30 The defendants' in their affidavit of 15 October state they attended the plaintiff's solicitor's office on two occasions which, when I consider this with the evidence given by Mr Greeff, I take to be 22 September 2015 and 1 October 2015. The defendants say that on the first occasion the second defendant waited for some 4 ½ hours without being able to inspect the documents before leaving. There is no evidence as to whether inspection took place on 1 October 2015 but nor is there evidence that it didn't. The defendants say:


    The defendants' have attended their office twice with no consideration to the costs involved to them.

31 I infer from all of that evidence the defendants attended the office of the plaintiff's solicitors on 1 October 2015 to inspect the plaintiff's documents. It would have been reasonable for them to have attended with their documents at that time to enable the plaintiff's solicitors to inspect and take copies.

32 In defence of their position that inspection of the defendant's documents should take place in Mandurah the defendants make a perfectly good point that they have been able to attend the plaintiff's solicitors' office to inspect documents at their cost, the implication being it is as reasonable for the plaintiff's solicitor to attend in Mandurah. However, it appears that on the first occasion the defendants' attendance in Midland was without first having made an appointment and on the second occasion it seems arrangements had been made for the defendants to attend Midland at which time the plaintiff might have been given the opportunity to simultaneously inspect the defendant's documents. Further, it seems to me arrangements for photocopying of documents at Midland are more reliable than any arrangements that might be made for photocopying in the Mandurah Library.

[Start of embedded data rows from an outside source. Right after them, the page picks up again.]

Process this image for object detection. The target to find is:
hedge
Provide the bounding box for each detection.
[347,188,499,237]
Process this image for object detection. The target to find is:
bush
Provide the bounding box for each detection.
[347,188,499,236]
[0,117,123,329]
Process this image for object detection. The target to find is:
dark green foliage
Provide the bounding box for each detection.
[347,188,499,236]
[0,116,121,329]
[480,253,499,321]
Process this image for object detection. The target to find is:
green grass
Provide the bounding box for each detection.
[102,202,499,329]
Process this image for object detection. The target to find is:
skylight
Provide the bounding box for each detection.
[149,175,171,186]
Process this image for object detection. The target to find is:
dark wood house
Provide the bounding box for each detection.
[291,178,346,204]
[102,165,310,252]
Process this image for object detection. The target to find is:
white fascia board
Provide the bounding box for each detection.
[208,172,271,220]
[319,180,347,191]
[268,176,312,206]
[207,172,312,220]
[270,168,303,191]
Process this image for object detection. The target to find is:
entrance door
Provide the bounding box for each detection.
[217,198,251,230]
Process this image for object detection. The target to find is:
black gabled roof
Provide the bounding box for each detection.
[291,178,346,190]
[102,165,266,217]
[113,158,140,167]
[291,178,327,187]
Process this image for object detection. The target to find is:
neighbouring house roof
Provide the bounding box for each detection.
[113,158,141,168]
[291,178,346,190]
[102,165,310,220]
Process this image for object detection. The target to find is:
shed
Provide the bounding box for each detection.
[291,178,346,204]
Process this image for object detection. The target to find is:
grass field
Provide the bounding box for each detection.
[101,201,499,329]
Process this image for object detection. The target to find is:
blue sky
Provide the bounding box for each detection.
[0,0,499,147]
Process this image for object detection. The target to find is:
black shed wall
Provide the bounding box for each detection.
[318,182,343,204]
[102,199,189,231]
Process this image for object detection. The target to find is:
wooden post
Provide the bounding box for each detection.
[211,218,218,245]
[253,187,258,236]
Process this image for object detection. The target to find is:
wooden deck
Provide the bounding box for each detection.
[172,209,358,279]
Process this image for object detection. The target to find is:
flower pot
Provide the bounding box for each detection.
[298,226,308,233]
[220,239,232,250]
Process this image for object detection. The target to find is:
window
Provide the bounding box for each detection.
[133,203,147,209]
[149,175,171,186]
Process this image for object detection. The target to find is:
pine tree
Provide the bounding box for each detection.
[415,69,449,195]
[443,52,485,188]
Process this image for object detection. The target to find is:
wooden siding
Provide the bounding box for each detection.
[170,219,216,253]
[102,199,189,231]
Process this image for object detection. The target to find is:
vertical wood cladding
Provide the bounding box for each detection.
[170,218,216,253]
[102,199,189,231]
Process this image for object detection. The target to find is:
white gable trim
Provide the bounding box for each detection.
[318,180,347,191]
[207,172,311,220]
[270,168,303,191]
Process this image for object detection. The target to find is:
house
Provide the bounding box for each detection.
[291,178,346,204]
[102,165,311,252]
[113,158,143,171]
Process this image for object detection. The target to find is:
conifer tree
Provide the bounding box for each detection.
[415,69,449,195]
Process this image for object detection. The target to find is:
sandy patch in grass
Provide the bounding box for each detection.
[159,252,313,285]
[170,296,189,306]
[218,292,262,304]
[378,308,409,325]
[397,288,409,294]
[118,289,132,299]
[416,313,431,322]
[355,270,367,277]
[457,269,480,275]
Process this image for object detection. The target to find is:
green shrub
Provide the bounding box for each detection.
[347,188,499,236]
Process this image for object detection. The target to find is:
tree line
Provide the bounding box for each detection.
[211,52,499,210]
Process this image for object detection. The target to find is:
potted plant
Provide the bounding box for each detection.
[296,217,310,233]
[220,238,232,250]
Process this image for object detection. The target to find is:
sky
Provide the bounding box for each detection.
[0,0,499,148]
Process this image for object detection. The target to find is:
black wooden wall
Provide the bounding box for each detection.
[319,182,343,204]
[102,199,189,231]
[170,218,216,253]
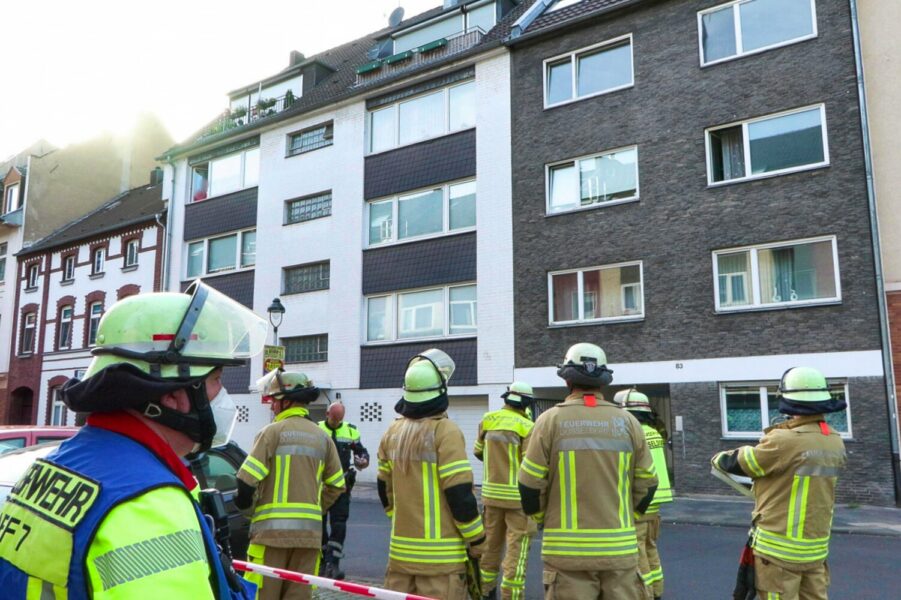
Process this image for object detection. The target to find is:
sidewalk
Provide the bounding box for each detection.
[353,482,901,537]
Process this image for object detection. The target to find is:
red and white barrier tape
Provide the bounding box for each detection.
[232,560,434,600]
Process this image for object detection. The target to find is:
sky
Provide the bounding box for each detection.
[0,0,442,161]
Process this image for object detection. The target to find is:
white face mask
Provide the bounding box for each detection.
[210,387,238,446]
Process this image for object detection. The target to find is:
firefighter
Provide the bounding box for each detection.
[519,343,657,600]
[0,282,267,600]
[235,369,344,600]
[378,349,485,600]
[613,388,673,600]
[319,402,369,579]
[711,367,846,600]
[473,381,537,600]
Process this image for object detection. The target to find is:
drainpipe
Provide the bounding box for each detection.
[849,0,901,507]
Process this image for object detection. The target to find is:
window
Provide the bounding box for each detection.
[4,183,19,212]
[369,181,476,246]
[366,284,478,342]
[56,306,72,350]
[544,35,633,107]
[63,254,75,281]
[288,121,335,156]
[369,81,476,152]
[191,148,260,202]
[281,333,328,363]
[548,262,644,324]
[25,264,40,290]
[285,191,332,225]
[720,382,851,438]
[125,240,140,267]
[186,230,257,278]
[698,0,817,65]
[19,313,37,354]
[282,261,331,294]
[91,248,106,275]
[49,387,67,426]
[547,146,638,214]
[88,302,103,346]
[707,105,829,184]
[713,237,841,311]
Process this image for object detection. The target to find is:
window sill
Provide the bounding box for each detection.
[707,161,831,189]
[547,315,644,329]
[714,298,842,315]
[544,196,641,217]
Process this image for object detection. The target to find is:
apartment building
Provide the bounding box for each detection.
[9,179,164,425]
[509,0,894,504]
[0,115,172,423]
[162,0,528,479]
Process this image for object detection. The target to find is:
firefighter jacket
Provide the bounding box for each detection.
[473,406,535,509]
[319,421,369,480]
[378,413,485,575]
[717,415,846,565]
[519,392,657,571]
[238,406,344,548]
[0,413,253,600]
[635,423,673,521]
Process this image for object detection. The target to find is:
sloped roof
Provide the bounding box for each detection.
[159,0,535,160]
[18,183,164,256]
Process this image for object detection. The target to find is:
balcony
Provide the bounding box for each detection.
[197,93,300,141]
[354,27,485,86]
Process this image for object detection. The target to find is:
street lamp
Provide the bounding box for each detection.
[266,298,285,346]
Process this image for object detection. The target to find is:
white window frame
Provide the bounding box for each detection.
[719,379,854,440]
[362,281,479,346]
[183,227,257,279]
[547,260,645,327]
[124,239,141,267]
[544,144,641,217]
[541,33,635,110]
[366,79,478,156]
[698,0,819,67]
[364,177,479,248]
[56,304,75,350]
[704,103,830,187]
[712,235,842,313]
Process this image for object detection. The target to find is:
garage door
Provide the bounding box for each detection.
[447,396,488,485]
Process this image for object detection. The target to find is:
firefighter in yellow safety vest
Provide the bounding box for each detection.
[473,381,537,600]
[378,349,485,600]
[519,343,657,600]
[613,388,673,600]
[235,369,344,600]
[711,367,846,600]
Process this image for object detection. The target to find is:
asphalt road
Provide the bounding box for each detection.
[329,501,901,600]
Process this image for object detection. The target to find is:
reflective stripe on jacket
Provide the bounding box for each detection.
[473,406,535,509]
[238,407,344,548]
[736,415,846,564]
[378,413,485,575]
[519,393,657,571]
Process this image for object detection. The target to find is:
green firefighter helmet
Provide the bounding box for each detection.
[613,388,653,412]
[557,342,613,388]
[501,381,535,408]
[404,348,456,404]
[84,281,268,379]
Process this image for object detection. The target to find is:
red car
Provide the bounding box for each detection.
[0,425,79,454]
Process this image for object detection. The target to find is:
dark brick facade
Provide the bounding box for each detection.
[511,0,901,504]
[184,188,257,240]
[360,339,479,394]
[363,129,476,200]
[363,232,476,295]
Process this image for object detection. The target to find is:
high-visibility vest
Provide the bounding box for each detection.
[0,425,249,600]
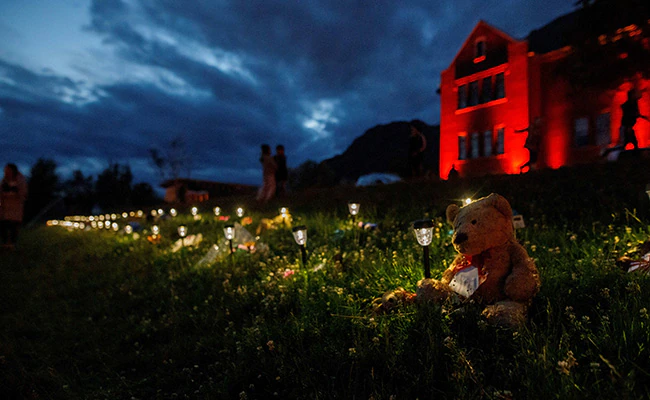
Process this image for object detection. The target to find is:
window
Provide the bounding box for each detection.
[481,76,492,103]
[596,113,612,146]
[458,85,467,110]
[573,117,589,147]
[468,81,478,107]
[483,130,492,157]
[494,72,506,99]
[458,136,467,160]
[470,133,480,158]
[495,128,505,154]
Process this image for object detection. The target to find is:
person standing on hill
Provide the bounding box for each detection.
[257,144,278,204]
[0,163,27,250]
[273,144,289,197]
[408,125,427,178]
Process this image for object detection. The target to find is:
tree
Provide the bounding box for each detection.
[25,158,61,220]
[131,182,160,207]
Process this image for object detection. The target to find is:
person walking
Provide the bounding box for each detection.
[273,144,289,197]
[0,163,27,250]
[257,144,278,204]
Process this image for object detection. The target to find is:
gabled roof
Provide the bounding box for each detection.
[451,20,519,65]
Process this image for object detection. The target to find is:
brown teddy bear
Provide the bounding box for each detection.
[417,193,540,327]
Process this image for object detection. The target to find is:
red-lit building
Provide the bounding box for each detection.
[440,14,650,179]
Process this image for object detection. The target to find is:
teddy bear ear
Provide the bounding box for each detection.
[447,204,460,224]
[486,193,512,219]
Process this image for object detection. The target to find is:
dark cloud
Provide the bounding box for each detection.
[0,0,572,187]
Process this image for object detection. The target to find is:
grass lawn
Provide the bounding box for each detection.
[0,161,650,400]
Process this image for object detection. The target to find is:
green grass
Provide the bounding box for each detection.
[0,160,650,399]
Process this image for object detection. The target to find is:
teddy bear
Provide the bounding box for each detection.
[416,193,540,327]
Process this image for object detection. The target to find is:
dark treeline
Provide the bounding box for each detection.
[25,158,160,221]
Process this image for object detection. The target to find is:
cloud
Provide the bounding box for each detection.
[0,0,571,188]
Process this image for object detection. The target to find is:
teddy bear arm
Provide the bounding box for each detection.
[504,246,540,302]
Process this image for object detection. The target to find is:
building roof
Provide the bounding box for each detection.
[527,9,582,54]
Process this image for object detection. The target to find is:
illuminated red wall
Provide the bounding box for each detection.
[440,22,650,179]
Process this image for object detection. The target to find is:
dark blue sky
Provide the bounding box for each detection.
[0,0,575,188]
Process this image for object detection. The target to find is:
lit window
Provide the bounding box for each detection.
[458,136,467,160]
[458,85,467,110]
[468,81,478,107]
[495,128,505,154]
[481,76,492,103]
[573,117,589,147]
[483,131,492,157]
[596,113,612,146]
[494,72,506,99]
[470,133,479,158]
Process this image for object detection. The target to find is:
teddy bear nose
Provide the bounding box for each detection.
[454,232,468,244]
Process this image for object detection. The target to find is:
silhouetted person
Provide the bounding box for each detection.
[603,89,650,157]
[515,117,542,173]
[0,164,27,250]
[447,164,460,181]
[257,144,278,203]
[273,144,289,196]
[408,125,427,177]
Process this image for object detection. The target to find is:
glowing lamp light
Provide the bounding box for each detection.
[413,219,433,279]
[291,225,307,266]
[178,225,187,238]
[223,225,235,255]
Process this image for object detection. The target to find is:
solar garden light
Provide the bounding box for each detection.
[413,219,433,279]
[178,225,187,247]
[291,225,307,267]
[348,201,361,222]
[223,224,235,255]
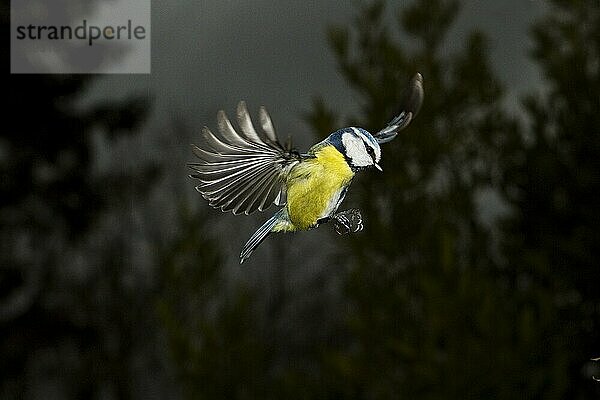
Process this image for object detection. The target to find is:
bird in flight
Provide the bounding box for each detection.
[189,73,424,264]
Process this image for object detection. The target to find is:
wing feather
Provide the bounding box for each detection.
[373,73,425,144]
[189,102,302,214]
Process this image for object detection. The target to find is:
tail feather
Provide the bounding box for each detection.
[240,210,281,264]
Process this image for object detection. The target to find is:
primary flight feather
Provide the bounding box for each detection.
[189,74,424,263]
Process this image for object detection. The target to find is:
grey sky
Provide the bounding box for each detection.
[84,0,544,144]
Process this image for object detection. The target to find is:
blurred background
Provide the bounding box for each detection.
[0,0,600,399]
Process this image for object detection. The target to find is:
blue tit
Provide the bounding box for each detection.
[189,74,424,263]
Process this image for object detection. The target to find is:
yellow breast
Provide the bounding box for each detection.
[287,146,354,230]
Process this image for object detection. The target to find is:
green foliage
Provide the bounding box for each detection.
[302,1,599,399]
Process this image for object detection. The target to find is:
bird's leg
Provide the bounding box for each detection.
[330,208,364,235]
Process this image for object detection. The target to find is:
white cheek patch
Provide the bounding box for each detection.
[342,132,373,167]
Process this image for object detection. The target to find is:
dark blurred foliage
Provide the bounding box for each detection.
[502,0,600,399]
[0,1,164,399]
[163,0,600,399]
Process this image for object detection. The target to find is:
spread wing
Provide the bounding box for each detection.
[189,101,301,214]
[373,73,425,144]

33 In the end, one party or the other, or both, need to travel to facilitate the inspection of documents and the taking of copies. In my opinion the attitude of the defendants in failing to bring their documents to Midland for inspection by the plaintiff's solicitors on 1 October 2015 when they were attending those offices at that time in any event to inspect the plaintiff's documents was unreasonable. On the other hand it nevertheless remains the fact that the defendants have already been inconvenienced twice by having to travel to Midland and the plaintiff or her solicitors have suffered no inconvenience at all. In those circumstances I will order that the defendants produce their documents for inspection at the District Court Registry Perth which at least saves them some time and distance and requires to plaintiff's solicitors to meet them somewhat half way. I will hear from the parties as to the time and date.